April ‘BianLian’ Attack Affected 559,000

A Tennessee medical clinic and surgical center is notifying more than half a million patients and employees that their personal information may have been stolen by cybercriminals in an April cyberattack that disrupted healthcare services for several days.

See Also: Live Webinar | Reclaim Control over Your Secrets – The Secret Sauce to Secrets Security

Mursfreesboro Medical Clinic & SurgiCenter reported the hacking incident to the Department of Health and Human Services on June 21 as a HIPAA breach affecting 559,000 individuals (see: Tennessee Medical Clinic Patient Services Hampered by Attack).

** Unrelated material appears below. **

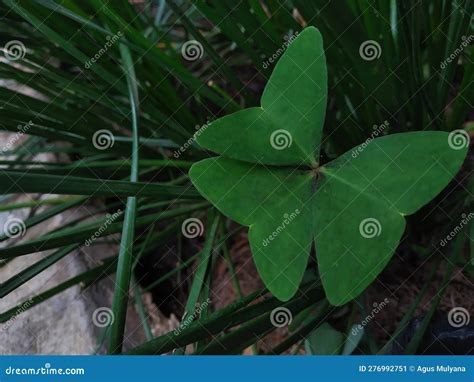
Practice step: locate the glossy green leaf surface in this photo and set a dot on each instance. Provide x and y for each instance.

The Murfreesboro-based clinic, which has 130 healthcare providers, seven locations and 900 employees, said in its breach notice that the “sophisticated” criminal cyberattack involved “a well-known cyber extortion operation.”

MMC CEO Joey Peay told Information Security Media Group in a statement that ransomware group BianLian had claimed responsibility for the attack. “MMC has not paid, nor will be paying, a ransom,” he said.

The blog Databreaches.net reported on Monday that MMC temporarily had been listed – and then removed – from BianLian’s leak site, which claimed the crime group had 250 gigabytes of the entity’s files.

“We have been working with law enforcement since day one when the attack originally happened,” Peay said. “We have taken several different steps to attempt to prevent further incidents of this nature. However, you can never be too sure with the sophisticated nation-state actors trying to pursue hacks of company data worldwide.”

BianLian is a prolific ransomware group that emerged in the summer of 2022. Initially, the group was known for executing rapid encryption attacks, according to threat intelligence firm Cyble. But after security firm Avast in January released a free decryptor for victims of the ransomware group, BianLian appears to have shifted the focus of its attack strategy to data theft extortion (see: Stung by Free Decryptor, Ransomware Group Embraces Extortion).

Breach Details

MMC in its breach notice says that on or about April 24 it identified “a series of attacks” on its network and IT systems. In response, MMC said, it immediately shut down its network and engaged third-party cybersecurity experts and law enforcement “to help identify the source and scope of the attack.”

An extensive investigation determined that a cyber extortion operation had infiltrated MMC’s network on or about April 22 with the intent to steal information for ransom, the entity said.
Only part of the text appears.